# How do I find the limit as x approaches infinity of the square root function?

May 27, 2016

${\lim}_{x \to \infty} \sqrt{x} = \infty$

#### Explanation:

Intuitively, as there is no bound to how large we can make $\sqrt{x}$ by increasing $x$, we expect that the limit as $x \to \infty$ of $\sqrt{x}$ would be $\infty$. Indeed, if there were such a bound, say ${x}_{0}$, then we would arrive at a contradiction, as $\sqrt{{x}_{0}^{2} + 1} > \sqrt{{x}_{0}^{2}} = {x}_{0}$.

We can, however, approach the problem in a more rigorous manner.

We say that the limit as $x \to \infty$ of a function $f \left(x\right)$ is $\infty$ (alternately $f \left(x\right) \to \infty$ as $x \to \infty$), denoted ${\lim}_{x \to \infty} f \left(x\right) = \infty$, if, for every integer $N > 0$ there exists an integer $M > 0$ such that $x > M$ implies $f \left(x\right) > N$.

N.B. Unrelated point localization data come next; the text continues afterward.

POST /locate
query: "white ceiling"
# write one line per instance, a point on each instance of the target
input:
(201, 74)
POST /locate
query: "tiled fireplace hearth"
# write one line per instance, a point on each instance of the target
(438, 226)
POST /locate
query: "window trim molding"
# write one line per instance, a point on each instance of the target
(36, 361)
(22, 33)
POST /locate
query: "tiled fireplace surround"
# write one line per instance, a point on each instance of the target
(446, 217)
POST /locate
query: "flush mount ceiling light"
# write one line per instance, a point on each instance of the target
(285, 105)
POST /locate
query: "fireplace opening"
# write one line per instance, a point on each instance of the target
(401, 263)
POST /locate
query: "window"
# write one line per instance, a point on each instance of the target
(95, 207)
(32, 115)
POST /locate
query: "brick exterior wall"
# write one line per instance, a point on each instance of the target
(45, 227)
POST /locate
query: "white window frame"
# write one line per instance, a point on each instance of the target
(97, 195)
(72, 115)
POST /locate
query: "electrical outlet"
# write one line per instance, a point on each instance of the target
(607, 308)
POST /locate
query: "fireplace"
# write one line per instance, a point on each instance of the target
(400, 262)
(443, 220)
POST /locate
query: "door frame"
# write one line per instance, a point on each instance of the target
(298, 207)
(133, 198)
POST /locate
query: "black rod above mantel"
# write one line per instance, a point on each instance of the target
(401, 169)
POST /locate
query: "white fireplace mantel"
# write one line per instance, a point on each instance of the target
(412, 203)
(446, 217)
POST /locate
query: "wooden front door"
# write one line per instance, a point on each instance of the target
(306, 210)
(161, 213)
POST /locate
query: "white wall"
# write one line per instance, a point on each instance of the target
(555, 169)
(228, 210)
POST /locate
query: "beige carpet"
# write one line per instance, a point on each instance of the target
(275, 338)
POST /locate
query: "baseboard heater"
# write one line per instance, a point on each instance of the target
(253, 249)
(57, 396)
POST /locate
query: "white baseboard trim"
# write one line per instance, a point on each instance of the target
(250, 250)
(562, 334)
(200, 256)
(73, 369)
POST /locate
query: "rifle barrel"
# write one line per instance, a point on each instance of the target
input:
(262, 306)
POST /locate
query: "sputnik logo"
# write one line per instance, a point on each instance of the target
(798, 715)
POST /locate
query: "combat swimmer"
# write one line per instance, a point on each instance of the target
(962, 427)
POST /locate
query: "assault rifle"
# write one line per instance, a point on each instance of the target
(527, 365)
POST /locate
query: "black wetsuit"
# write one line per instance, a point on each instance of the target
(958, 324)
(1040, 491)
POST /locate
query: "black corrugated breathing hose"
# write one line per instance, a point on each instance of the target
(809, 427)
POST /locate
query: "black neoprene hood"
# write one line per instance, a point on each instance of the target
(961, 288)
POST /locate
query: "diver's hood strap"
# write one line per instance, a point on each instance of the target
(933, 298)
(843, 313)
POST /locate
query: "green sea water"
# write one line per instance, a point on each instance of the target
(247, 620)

Less formally, that means that for any real value, $f \left(x\right)$ will be greater than that value for large enough $x$.

Our claim is that ${\lim}_{x \to \infty} \sqrt{x} = \infty$. Let's prove it using the above definition.

Take any integer $N > 0$, and let $M = {N}^{2}$. Then, for any $x > M$, we have

$\sqrt{x} > \sqrt{M} = \sqrt{{N}^{2}} = N$

We have shown that for any integer $N > 0$ there exists an integer $M > 0$ such that $x > M$ implies $\sqrt{x} > N$, thereby proving that ${\lim}_{x \to \infty} \sqrt{x} = \infty$.

The above method actually can be used to show that ${x}^{k} \to \infty$ as $x \to \infty$ for any $k > 0$. If we start with an arbitrary $N > 0$ and let $M = {N}^{\frac{1}{k}}$, then for $x > M$ we have ${x}^{k} > {M}^{k} = {\left({N}^{\frac{1}{k}}\right)}^{k} = N$. As $\sqrt{x} = {x}^{\frac{1}{2}}$, the above is just a special case of this.